"Газета День Литературы # 66 (2002 2)" - читать интересную книгу автора (День Литературы Газета)

Сергей Сибирцев ”ЧЕРНАЯ ТЕРРИТОРИЯ” (Реальный брэнд)



"…сомнамбулическая фантазия иногда обманывает, ибо она всегда более или менее находится под влиянием настоящих наших понятий, а иногда отвлекается от истинного пути по законам, до сих пор не объясненным".


Кн. В.Одоевский



— Во времена нашего незабвенного детства самой любимой игрой всегда была война. И тебе наконец-то выпало счастье не понарошку в войнушке пожить. Пойми, как в страшной настоящей войне. А такие неудобства, как незнакомая местность, сплошная темнота, наоборот, могут оказаться не случайными… Не случайными, ежели сумеешь остаться живым.
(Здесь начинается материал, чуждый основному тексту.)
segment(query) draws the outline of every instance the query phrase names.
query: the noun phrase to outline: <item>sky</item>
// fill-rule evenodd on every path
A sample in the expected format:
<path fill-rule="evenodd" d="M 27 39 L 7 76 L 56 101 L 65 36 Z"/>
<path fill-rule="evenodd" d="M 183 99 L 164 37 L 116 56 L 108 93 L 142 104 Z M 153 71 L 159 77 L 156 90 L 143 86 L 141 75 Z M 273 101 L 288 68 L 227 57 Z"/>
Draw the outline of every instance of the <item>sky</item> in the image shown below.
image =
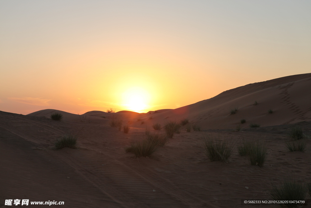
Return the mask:
<path fill-rule="evenodd" d="M 311 72 L 311 1 L 0 1 L 0 110 L 139 113 Z"/>

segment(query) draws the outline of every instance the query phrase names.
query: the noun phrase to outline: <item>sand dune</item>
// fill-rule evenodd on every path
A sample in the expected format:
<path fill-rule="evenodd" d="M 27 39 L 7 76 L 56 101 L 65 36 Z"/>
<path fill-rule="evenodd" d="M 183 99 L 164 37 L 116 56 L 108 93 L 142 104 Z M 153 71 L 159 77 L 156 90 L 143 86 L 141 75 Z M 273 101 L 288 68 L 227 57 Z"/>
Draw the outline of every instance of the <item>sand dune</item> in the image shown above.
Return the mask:
<path fill-rule="evenodd" d="M 258 207 L 242 205 L 241 200 L 271 198 L 273 186 L 289 176 L 311 182 L 311 140 L 306 140 L 304 152 L 290 152 L 285 145 L 289 128 L 295 125 L 311 134 L 310 89 L 308 74 L 248 85 L 176 109 L 144 114 L 93 111 L 78 115 L 47 109 L 23 115 L 0 111 L 0 207 L 7 207 L 5 199 L 16 199 L 63 201 L 64 207 L 75 208 Z M 235 107 L 236 113 L 230 114 Z M 63 115 L 63 120 L 49 118 L 55 112 Z M 129 133 L 109 126 L 113 115 L 128 123 Z M 152 129 L 153 123 L 185 118 L 204 130 L 187 132 L 183 127 L 151 157 L 125 152 L 131 143 L 146 138 L 146 128 L 165 133 Z M 243 128 L 233 131 L 242 119 L 246 120 Z M 250 128 L 251 122 L 261 126 Z M 77 135 L 78 148 L 53 149 L 56 139 L 68 133 Z M 207 135 L 233 143 L 227 162 L 208 159 L 203 147 Z M 238 153 L 243 141 L 257 140 L 268 147 L 261 168 Z"/>
<path fill-rule="evenodd" d="M 175 109 L 164 109 L 138 114 L 128 111 L 116 114 L 129 122 L 131 127 L 151 128 L 156 123 L 165 124 L 170 120 L 188 118 L 204 129 L 228 129 L 235 128 L 242 119 L 246 122 L 242 128 L 249 128 L 251 123 L 261 126 L 293 123 L 311 120 L 311 73 L 290 76 L 264 82 L 249 84 L 224 92 L 204 100 Z M 254 105 L 257 101 L 258 104 Z M 231 115 L 231 110 L 236 113 Z M 268 111 L 272 109 L 272 114 Z M 28 115 L 49 117 L 57 111 L 64 115 L 65 120 L 81 120 L 81 117 L 72 114 L 48 109 Z M 81 116 L 91 122 L 106 123 L 106 121 L 95 117 L 106 117 L 111 114 L 93 111 Z M 144 123 L 142 124 L 142 122 Z"/>

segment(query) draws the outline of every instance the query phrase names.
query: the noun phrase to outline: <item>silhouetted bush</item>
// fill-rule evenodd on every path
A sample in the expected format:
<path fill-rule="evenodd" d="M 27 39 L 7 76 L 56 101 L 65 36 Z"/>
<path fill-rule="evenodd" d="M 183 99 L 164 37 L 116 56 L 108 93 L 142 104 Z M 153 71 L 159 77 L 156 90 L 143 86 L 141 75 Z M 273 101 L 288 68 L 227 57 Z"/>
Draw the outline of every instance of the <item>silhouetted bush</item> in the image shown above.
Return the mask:
<path fill-rule="evenodd" d="M 77 138 L 71 134 L 66 134 L 57 139 L 54 143 L 54 148 L 60 149 L 64 147 L 75 149 L 77 148 Z"/>
<path fill-rule="evenodd" d="M 55 121 L 60 121 L 63 119 L 63 114 L 55 112 L 52 114 L 50 117 Z"/>
<path fill-rule="evenodd" d="M 157 123 L 152 125 L 152 128 L 155 130 L 160 130 L 162 127 L 161 127 L 160 124 L 159 123 Z"/>
<path fill-rule="evenodd" d="M 304 201 L 307 195 L 307 189 L 303 185 L 295 181 L 284 181 L 280 187 L 274 186 L 270 193 L 272 198 L 277 201 Z M 301 204 L 289 203 L 281 204 L 288 207 L 297 207 Z"/>

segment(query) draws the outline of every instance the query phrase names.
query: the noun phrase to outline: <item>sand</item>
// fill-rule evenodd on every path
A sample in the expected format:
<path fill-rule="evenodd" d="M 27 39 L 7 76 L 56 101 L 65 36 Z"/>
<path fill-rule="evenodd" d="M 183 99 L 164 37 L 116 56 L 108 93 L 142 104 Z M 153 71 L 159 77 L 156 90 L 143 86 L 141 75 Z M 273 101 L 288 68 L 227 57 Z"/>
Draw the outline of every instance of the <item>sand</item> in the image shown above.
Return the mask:
<path fill-rule="evenodd" d="M 270 199 L 273 186 L 289 176 L 311 182 L 311 139 L 304 152 L 290 152 L 285 145 L 294 126 L 311 134 L 310 87 L 311 74 L 290 76 L 145 114 L 94 111 L 77 115 L 48 109 L 24 115 L 0 111 L 0 207 L 7 207 L 5 199 L 16 199 L 63 201 L 66 207 L 258 207 L 241 205 L 241 200 Z M 236 113 L 230 114 L 236 107 Z M 49 118 L 55 111 L 63 114 L 62 121 Z M 109 126 L 109 118 L 115 114 L 128 124 L 129 133 Z M 164 133 L 152 129 L 153 123 L 185 118 L 202 130 L 187 132 L 183 127 L 151 157 L 125 152 L 131 143 L 146 137 L 146 128 Z M 242 119 L 246 122 L 242 129 L 234 131 Z M 251 122 L 261 127 L 250 128 Z M 61 135 L 79 131 L 78 148 L 52 149 Z M 208 137 L 234 144 L 228 162 L 211 162 L 205 155 L 203 144 Z M 258 140 L 268 147 L 262 167 L 251 165 L 237 148 L 244 141 Z"/>

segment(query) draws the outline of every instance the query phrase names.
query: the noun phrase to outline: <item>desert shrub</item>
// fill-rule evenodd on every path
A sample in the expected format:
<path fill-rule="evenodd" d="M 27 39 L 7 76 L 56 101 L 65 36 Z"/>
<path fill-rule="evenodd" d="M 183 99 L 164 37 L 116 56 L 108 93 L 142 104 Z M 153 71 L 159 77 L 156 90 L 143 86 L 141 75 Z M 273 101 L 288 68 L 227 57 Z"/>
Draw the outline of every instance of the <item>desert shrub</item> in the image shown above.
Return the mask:
<path fill-rule="evenodd" d="M 234 109 L 231 109 L 230 110 L 230 114 L 231 115 L 232 115 L 232 114 L 235 114 L 236 113 L 237 111 L 237 108 L 235 108 Z"/>
<path fill-rule="evenodd" d="M 159 123 L 157 123 L 152 125 L 152 128 L 155 130 L 160 130 L 162 127 L 161 127 L 160 124 Z"/>
<path fill-rule="evenodd" d="M 311 183 L 308 183 L 307 184 L 307 190 L 309 193 L 309 195 L 311 196 Z"/>
<path fill-rule="evenodd" d="M 211 161 L 228 161 L 232 153 L 233 149 L 232 143 L 227 140 L 222 141 L 219 138 L 214 139 L 208 137 L 205 139 L 205 154 Z"/>
<path fill-rule="evenodd" d="M 271 191 L 270 195 L 276 200 L 290 201 L 304 200 L 307 195 L 307 189 L 303 184 L 290 180 L 284 181 L 279 187 L 275 186 Z M 281 204 L 288 207 L 297 207 L 300 205 L 295 203 Z"/>
<path fill-rule="evenodd" d="M 116 112 L 116 109 L 110 108 L 110 109 L 107 110 L 106 112 L 107 113 L 115 113 Z"/>
<path fill-rule="evenodd" d="M 180 121 L 180 124 L 182 126 L 184 126 L 189 123 L 189 119 L 184 119 Z"/>
<path fill-rule="evenodd" d="M 125 152 L 133 153 L 136 157 L 150 157 L 156 151 L 159 146 L 151 140 L 144 139 L 141 142 L 132 143 Z"/>
<path fill-rule="evenodd" d="M 128 133 L 128 131 L 130 130 L 130 128 L 128 125 L 125 125 L 123 126 L 123 132 L 125 133 Z"/>
<path fill-rule="evenodd" d="M 190 123 L 186 126 L 186 131 L 187 132 L 190 132 L 191 131 L 191 125 Z"/>
<path fill-rule="evenodd" d="M 201 130 L 201 127 L 197 124 L 193 125 L 192 128 L 194 131 L 200 131 Z"/>
<path fill-rule="evenodd" d="M 164 129 L 169 138 L 172 138 L 174 133 L 180 133 L 180 125 L 176 121 L 171 121 L 165 124 Z"/>
<path fill-rule="evenodd" d="M 120 128 L 120 127 L 122 127 L 123 121 L 119 116 L 114 115 L 110 116 L 109 119 L 110 120 L 109 124 L 112 127 L 119 127 L 119 128 Z"/>
<path fill-rule="evenodd" d="M 258 124 L 257 123 L 251 123 L 249 124 L 249 127 L 251 128 L 256 128 L 256 127 L 260 127 L 260 124 Z"/>
<path fill-rule="evenodd" d="M 258 165 L 261 167 L 267 158 L 267 148 L 263 142 L 254 144 L 253 148 L 249 153 L 249 160 L 252 165 Z"/>
<path fill-rule="evenodd" d="M 51 115 L 51 118 L 55 121 L 60 121 L 63 119 L 63 114 L 55 112 Z"/>
<path fill-rule="evenodd" d="M 60 138 L 57 139 L 54 143 L 54 149 L 60 149 L 64 147 L 75 149 L 77 148 L 77 136 L 74 136 L 72 134 L 62 136 Z"/>
<path fill-rule="evenodd" d="M 289 135 L 294 140 L 301 139 L 304 137 L 302 130 L 299 126 L 295 126 L 290 129 Z"/>
<path fill-rule="evenodd" d="M 241 156 L 249 156 L 254 149 L 254 143 L 250 142 L 243 142 L 242 146 L 238 147 L 238 152 Z"/>
<path fill-rule="evenodd" d="M 307 142 L 305 140 L 290 141 L 285 143 L 286 147 L 290 152 L 300 151 L 304 152 L 307 146 Z"/>
<path fill-rule="evenodd" d="M 169 138 L 165 135 L 149 133 L 147 135 L 146 139 L 157 146 L 163 147 L 168 141 Z"/>

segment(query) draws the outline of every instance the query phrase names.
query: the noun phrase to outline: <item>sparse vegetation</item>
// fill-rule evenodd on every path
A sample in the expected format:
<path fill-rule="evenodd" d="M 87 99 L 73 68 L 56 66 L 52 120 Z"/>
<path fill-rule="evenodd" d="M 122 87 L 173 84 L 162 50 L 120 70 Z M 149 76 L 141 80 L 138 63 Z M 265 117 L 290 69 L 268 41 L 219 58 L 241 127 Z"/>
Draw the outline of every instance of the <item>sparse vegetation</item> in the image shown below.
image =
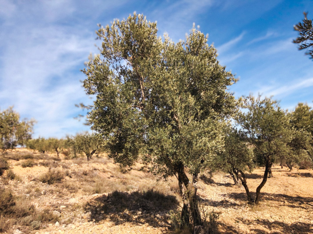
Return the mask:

А это уж как повезет. Повезет твоему ангелу-хранителю. Смекаешь, Володимер, о чем я талдычу?


— То есть ты, любезный родственник, полагаешь, что я могу превратиться в настоящий труп на твоей настоящей сумасшедшей войнушке?


— Опять ты не хочешь меня понять, Володечка. Войны нужны для человека. В тупой мирной повседневности людишки деградируют. Человека нельзя лишать его божественного права на агрессию, пойми ты эту простейшую аксиому. Я не маньяк-одиночка, я обыкновенный, но полезный механизм в нашей апокалиптической действительности. Я же тебе толковал про клапан… А ты: "сумасшедшая затея"! Эти древние затеи выдумал не я. Пойми, я не претендую на лавры первооткрывателя. Милый мой, ты полистай наши славянские летописи. Загляни же, наконец, в Библию. Помусоль ветхозаветные апокрифы. Там, именно там все наши тщедушные желания и помыслы. Все наши человеческие традиции и пороки. Все мы вышли из этих древних священных, сакральных и очень, заметь, житейских текстов…



…Чтобы выжить (для чего и зачем, этот нудный вопрос давно уже лично для меня, второстепенен) в этой глупой, или, как вскользь заметил мой любезный родственник, маразматической действительности, нужно принять мерзкие правила игры этой чрезвычайно живучей нынешней действительности.


Нужно на полном серьезе считать себя (если уж нет умения или сил душевных слиться с нею, с действительностью, превратившись в полноценного, полноправного, правоверного идиота) нормально-сумасшедшим индивидуумом. По крайней мере попытаться убедить себя, что на роль этого типичного затрапезного персонажа у тебя достанет лицедейских способностей…


Что же собой представляла эта живая нехорошая действительность?


В моем данном случае абсолютно ничего.


То есть в данные злополучные мгновения я существовал в полнейшей непроглядности.


Меня поселили жить в чернушной мгле.


Эта вязкая липучая ядовитая мгла была насыщена (даже перенасыщена) ароматами дурно ухоженной человеческой плоти.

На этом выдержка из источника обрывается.